Apple joins the Data Transfer Project with Google, Microsoft, Facebook, and others

In an effort to make personal data more manageable across platforms and services, Apple has joined forces with the Data Transfer Project.

The Verge is reporting that, along with a few other new additions to companies and features, the Data Transfer Project has confirmed that Apple will be joining the initiative. The Data Transfer Project began in 2018 and it’s an open-source effort to become the go-to service-to-service data portability platform.

If it takes off, it will make it easier for users to transfer their data from one online service provider to another.

Apple is one of the newest members of the group. It joins the stacked ranks that include Google, Twitter, Facebook, Microsoft, and others.

As far as Apple is concerned and what it’s building, the report indicates this will be a tool that will make it easy for Apple users to add or remove data from iCloud.
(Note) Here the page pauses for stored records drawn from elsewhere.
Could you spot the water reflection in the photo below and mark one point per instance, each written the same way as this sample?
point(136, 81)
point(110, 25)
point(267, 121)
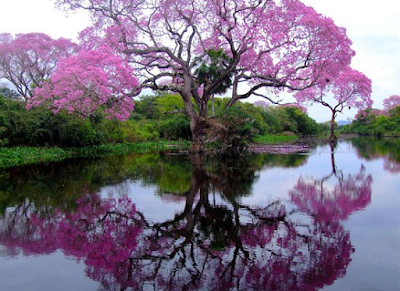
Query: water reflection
point(215, 242)
point(384, 148)
point(334, 196)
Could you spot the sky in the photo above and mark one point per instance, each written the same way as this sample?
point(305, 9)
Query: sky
point(373, 26)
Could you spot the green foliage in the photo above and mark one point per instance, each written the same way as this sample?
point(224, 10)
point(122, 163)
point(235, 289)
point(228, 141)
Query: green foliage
point(154, 118)
point(375, 122)
point(274, 139)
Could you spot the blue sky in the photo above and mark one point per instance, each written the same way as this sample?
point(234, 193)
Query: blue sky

This will be similar to what Facebook offers with its Access Your Information tool and what Google has with Takeout. In both cases, the tools allow the user to quickly and easily download data to a hard drive.

The ultimate goal for the Data Transfer Project is to skip as many intermediate steps as possible, with users able to at some point in the future just get their data from one service to another. For instance, being able to quickly and easily transfer a Facebook photo album to a Google Photos album.

It remains unknown when a consumer-facing product will be ready to go, as most of the work is still going strong behind-the-scenes. But either way, it’s good to see Apple jumping on board with the idea.